More insulting still, the New Jersey Devils declined to stay in Ottawa between Games 1 and 2 of their Stanley Cup semifinal series against the Senators last week, flying home to spend 48 hours in the relative Babylon of East Rutherford. "If you look around," New Jersey goalie Martin Brodeur told reporters in Ottawa on the eve of Game 1, "there's not much to do around here."

In spite of this—or rather because of it—I have long indulged a strange fascination with Ottawa, rekindled by each new Senators highlight on SportsCenter. Its sobriety is intoxicating, its obscurity intriguing, and so I was seized last week by a sudden impulse to be at the center of this somnambulant city. And yet, while flying inexorably toward Ottawa, to the terra incognita of my sports world, a deep disquiet stole over me: I felt like Marlow cruising up the Congo, to a hockey-addled Heart of Darkness.
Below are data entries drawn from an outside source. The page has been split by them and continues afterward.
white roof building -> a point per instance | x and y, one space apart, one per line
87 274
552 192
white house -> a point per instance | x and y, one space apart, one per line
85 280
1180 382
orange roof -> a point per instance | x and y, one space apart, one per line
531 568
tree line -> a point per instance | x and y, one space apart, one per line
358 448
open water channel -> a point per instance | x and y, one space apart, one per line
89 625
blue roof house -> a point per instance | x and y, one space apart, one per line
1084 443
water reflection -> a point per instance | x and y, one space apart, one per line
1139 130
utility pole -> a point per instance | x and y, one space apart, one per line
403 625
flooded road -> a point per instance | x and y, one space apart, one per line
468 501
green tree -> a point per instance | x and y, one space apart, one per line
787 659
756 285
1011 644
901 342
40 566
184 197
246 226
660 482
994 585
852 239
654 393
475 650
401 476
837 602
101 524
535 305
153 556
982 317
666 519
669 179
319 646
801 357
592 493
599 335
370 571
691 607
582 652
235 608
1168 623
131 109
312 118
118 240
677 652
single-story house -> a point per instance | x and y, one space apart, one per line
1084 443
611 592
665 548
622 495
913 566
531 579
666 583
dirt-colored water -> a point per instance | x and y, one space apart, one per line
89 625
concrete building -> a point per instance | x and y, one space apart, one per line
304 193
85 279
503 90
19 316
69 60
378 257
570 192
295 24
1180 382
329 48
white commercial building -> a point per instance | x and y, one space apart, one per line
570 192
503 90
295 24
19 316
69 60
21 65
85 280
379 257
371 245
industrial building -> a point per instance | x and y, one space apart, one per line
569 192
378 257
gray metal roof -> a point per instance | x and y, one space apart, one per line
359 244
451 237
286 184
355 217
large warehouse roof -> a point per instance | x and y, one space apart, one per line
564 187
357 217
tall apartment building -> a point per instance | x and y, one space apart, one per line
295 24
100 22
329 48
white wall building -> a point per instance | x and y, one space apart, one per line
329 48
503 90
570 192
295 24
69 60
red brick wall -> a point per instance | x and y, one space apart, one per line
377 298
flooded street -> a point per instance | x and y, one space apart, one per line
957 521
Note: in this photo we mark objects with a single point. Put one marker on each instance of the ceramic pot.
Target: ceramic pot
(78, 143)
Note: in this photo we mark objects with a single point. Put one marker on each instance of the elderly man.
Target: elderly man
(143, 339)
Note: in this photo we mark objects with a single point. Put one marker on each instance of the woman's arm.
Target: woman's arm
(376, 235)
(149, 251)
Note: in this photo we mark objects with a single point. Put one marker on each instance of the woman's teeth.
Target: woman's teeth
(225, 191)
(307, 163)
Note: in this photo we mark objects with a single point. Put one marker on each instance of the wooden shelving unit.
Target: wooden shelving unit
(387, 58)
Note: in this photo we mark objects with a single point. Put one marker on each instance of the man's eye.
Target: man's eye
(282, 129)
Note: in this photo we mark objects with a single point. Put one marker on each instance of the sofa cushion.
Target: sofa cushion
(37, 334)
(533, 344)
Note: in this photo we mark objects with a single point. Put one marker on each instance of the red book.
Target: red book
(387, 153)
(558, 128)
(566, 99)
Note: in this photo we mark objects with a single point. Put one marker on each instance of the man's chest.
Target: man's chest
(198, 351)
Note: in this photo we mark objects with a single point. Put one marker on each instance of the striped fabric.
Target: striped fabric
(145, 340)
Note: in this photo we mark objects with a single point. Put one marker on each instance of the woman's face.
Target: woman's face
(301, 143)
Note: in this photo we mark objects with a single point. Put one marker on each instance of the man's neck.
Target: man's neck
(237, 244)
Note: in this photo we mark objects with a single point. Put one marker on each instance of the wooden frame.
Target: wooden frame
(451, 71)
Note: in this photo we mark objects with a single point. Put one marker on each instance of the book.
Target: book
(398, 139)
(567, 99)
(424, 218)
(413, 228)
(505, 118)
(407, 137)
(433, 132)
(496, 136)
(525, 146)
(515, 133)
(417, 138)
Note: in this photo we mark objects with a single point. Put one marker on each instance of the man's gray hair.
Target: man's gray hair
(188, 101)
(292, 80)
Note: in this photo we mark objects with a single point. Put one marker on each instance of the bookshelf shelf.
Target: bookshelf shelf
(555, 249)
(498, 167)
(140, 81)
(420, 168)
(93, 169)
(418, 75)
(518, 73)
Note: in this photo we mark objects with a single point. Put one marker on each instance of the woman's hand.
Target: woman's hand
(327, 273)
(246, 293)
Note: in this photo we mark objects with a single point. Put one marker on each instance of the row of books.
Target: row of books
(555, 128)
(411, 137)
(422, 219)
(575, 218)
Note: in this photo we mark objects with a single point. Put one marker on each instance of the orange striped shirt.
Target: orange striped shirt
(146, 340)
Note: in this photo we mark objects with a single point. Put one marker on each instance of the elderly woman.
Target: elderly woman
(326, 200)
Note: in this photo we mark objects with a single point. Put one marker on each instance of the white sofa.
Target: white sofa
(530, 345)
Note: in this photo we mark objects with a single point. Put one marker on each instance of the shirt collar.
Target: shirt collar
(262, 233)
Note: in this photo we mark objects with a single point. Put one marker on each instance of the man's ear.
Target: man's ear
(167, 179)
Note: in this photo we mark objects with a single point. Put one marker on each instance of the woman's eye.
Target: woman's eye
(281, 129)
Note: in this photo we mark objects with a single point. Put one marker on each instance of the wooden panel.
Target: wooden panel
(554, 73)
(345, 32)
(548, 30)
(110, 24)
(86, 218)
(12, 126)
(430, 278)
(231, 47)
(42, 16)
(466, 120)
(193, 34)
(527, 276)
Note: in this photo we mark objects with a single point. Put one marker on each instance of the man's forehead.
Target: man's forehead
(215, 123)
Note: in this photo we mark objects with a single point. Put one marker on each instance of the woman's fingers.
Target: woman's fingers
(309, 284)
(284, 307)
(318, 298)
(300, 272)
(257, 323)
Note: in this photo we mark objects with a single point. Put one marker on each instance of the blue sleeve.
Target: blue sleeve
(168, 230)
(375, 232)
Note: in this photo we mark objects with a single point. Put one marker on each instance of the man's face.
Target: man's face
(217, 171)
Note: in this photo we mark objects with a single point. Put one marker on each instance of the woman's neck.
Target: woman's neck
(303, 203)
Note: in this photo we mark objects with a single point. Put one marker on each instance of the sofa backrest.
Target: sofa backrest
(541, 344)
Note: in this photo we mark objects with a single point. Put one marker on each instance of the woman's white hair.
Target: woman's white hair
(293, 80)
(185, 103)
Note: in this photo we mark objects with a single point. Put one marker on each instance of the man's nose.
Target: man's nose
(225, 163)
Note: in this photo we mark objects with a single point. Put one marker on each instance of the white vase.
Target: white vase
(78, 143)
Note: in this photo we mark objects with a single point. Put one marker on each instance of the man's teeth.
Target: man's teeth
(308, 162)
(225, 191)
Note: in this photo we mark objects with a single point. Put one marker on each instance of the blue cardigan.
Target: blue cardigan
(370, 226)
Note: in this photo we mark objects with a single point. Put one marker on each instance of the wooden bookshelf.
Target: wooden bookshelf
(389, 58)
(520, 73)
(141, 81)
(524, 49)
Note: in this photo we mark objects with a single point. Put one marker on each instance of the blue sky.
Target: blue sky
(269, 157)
A river does run through Ottawa, but it's the fetching Rideau Canal, a 125-mile waterway renowned in winter as the World's Largest Skating Rink. Everywhere, Senators car flags snapped in the breeze. "The whole city is behind us" Sens general manager John Muckler said in my cabbie's copy of The Ottawa Sun. "I don't think people in the States realize how important this all is to Canadian people."
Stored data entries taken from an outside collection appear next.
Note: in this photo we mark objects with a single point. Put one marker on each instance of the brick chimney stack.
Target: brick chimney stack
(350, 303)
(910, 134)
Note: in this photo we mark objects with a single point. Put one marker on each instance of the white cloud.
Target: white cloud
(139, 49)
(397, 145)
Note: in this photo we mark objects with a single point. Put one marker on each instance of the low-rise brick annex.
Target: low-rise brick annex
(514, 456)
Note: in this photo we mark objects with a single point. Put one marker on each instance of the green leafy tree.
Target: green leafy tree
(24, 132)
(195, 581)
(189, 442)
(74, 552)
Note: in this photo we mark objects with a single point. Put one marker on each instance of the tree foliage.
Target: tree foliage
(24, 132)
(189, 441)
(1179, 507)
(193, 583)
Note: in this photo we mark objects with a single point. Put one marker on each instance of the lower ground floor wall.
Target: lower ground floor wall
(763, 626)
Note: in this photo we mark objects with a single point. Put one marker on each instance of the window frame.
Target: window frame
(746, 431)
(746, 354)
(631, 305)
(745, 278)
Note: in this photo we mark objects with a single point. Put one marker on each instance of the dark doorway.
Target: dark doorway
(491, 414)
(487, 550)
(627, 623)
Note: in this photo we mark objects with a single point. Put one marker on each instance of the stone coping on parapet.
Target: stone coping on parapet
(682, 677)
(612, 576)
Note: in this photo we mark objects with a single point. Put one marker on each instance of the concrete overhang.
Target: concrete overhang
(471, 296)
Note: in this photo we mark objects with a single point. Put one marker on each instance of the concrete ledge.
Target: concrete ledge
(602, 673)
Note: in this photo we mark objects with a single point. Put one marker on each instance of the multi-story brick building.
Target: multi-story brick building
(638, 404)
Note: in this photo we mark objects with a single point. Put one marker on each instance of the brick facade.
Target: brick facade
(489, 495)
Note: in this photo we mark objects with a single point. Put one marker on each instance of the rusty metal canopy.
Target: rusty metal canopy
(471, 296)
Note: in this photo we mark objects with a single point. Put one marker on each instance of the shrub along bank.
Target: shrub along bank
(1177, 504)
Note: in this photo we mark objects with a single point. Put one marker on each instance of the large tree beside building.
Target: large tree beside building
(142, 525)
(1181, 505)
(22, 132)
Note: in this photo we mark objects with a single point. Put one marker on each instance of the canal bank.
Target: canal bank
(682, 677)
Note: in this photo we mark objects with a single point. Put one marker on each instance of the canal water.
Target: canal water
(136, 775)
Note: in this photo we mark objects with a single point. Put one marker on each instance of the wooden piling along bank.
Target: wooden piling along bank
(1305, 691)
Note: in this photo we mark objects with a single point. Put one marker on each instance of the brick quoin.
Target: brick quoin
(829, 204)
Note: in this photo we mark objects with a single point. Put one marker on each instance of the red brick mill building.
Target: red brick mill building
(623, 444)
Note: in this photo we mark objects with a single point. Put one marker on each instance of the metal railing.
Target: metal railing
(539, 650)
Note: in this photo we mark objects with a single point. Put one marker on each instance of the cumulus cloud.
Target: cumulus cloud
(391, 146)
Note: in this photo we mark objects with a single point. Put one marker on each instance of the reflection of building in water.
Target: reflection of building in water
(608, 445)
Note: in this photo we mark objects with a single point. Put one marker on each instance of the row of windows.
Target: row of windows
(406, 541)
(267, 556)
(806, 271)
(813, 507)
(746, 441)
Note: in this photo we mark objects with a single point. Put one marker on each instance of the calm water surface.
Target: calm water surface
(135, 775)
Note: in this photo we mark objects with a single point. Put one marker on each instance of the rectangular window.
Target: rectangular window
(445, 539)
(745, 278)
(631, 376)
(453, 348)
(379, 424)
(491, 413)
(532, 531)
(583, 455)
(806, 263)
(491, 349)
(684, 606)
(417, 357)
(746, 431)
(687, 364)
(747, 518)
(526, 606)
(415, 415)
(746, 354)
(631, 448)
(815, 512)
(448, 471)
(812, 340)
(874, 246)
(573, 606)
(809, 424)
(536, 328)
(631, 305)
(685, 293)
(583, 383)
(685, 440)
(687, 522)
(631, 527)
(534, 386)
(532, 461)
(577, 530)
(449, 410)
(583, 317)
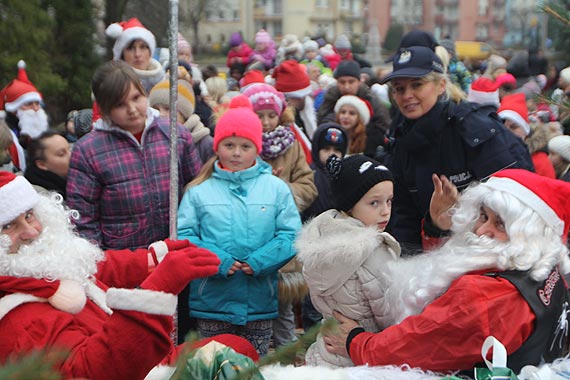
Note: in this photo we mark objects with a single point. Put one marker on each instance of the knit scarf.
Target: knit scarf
(276, 142)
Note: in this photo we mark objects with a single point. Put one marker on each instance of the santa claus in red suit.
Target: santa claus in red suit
(111, 312)
(500, 274)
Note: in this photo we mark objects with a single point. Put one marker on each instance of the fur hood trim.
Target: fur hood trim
(335, 240)
(538, 139)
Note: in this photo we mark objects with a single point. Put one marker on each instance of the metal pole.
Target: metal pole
(173, 49)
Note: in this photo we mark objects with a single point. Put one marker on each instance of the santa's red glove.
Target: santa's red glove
(180, 267)
(160, 248)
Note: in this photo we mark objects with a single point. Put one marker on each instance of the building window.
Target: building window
(483, 7)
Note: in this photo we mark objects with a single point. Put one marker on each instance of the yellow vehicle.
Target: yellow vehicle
(473, 50)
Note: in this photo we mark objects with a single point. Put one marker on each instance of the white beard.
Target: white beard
(57, 254)
(32, 123)
(416, 281)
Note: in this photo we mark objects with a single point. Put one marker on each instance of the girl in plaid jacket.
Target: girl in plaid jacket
(119, 173)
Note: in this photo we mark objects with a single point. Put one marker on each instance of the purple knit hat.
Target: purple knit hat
(235, 39)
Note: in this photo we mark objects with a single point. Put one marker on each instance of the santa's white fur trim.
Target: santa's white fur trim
(143, 300)
(517, 119)
(11, 301)
(277, 372)
(160, 249)
(529, 198)
(129, 35)
(69, 297)
(161, 372)
(16, 197)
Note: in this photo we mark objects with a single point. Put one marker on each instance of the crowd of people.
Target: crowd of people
(424, 208)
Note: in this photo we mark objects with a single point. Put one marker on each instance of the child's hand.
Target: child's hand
(234, 268)
(245, 268)
(444, 197)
No? On the back of the Canadian five-dollar bill are four children playing hockey, on what could well be the Rideau Canal. Imagine replacing, on the U.S. twenty, Andrew Jackson with Reggie Jackson, and you only begin to fathom the depth of feeling that Canadians have for their national pastime.

In fact, for four hours on Friday night, the Stanley Cup, on display at the Sears store in downtown Ottawa, was venerated by several hundred pilgrims who snaked past menswear and spilled into junior miss. Ottawa resident Magnus Janda, in a red Senators road jersey, waited an eternity to touch the Holy Grail. Upon doing so, he abruptly burst into tears.

He then abandoned the Stanley Cup and wailed for his sippy cup. "Magnus," as his father pointed out, "is 18 months old."

But adults, too, were wetting their pants. Or very nearly so, for their Senators had gone from insolvent to invincible in four months. Indeed, this very morning a Canadian billionaire named Eugene Melnyk had bought the team, whose previous owner, Rod Bryden, had declared bankruptcy in January. Included in the deal was the Senators' arena, improbably located on a vast empty plain 20 miles from downtown. In this exceedingly strange location the Corel Centre appears to have fallen, Skylab-style, from outer space, which only adds to the odd allure of greater Ottawa.

For hockey players Ottawa appears to be the anti-New York: a great place to live, but you wouldn't want to visit. City fathers forgot to green-light a red-light district. And so, says Senators right wing Daniel Alfredsson, " Ottawa is a great family city."

"I don't think there's a much better city from a family perspective," concurs defenseman Curtis Leschyshyn, a dead ringer for the Brawny paper towel man, while combing sparrows from his breathtaking beard.